Business

Bahamas billionaires’ $50M brouhaha is back on

The 10-year battle of billionaires Louis Bacon and Peter Nygard isn’t over yet.

A New York appellate court gave hedge funder Bacon’s $50 million defamation suit against his Bahamian next-door neighbor, Canadian fashion-mogul Nygard, a new life this week.

The two have been feuding in US and UK courts after a disagreement involving Nygard attempting to expand his property in affluent Lyford Cay.

Bacon then blasted music toward Nygard’s property, according to court papers.

That’s when the feud turned nasty. Bacon brought the current complaint against Nygard in 2015, accusing his adversary of masterminding a smear campaign that painted the 59-year-old investor as a racist, a drug trafficker and a Ku Klux Klan member.

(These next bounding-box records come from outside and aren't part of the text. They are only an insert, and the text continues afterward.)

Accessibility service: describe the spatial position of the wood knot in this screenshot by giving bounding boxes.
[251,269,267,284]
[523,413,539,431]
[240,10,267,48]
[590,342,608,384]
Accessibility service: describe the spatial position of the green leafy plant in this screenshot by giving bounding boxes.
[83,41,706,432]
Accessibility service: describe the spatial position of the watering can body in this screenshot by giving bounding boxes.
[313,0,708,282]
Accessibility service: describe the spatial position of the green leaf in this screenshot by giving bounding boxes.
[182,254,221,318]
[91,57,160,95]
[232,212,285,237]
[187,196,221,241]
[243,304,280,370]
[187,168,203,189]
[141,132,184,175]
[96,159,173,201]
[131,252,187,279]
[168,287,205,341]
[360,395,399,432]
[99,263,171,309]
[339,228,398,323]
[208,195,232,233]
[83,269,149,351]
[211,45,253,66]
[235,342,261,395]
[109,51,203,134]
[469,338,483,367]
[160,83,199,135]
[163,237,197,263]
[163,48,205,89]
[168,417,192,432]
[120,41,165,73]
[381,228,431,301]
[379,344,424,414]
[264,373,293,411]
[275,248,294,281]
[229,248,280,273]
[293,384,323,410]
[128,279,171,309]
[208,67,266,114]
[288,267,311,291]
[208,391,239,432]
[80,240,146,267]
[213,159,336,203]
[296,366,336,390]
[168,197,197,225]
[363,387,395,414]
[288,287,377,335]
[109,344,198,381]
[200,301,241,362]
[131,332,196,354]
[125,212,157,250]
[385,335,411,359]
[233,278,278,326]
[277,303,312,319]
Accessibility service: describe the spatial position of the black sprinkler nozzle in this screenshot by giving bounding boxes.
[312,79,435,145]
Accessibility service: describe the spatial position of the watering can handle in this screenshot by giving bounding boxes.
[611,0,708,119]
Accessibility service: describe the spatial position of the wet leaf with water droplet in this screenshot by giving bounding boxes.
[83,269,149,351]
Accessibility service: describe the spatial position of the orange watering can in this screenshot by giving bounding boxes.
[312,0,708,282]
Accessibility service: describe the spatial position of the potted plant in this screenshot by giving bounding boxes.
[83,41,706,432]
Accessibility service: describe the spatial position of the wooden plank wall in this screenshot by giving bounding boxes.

A Manhattan judge tossed the suit in 2016 on grounds it should be tried in the Bahamas, where the alleged infractions occurred.

An appeal by Bacon later that year was turned aside.

In the most recent appeal, a panel of judges overturned the judge’s decision, ruling the court feared Bacon “would suffer hardship if required to litigate in the Bahamas, which has no jury trial right.”

It also noted both parties have “a substantial presence in New York” and the resources to remove “hardship” as a practical concern about the trial’s location.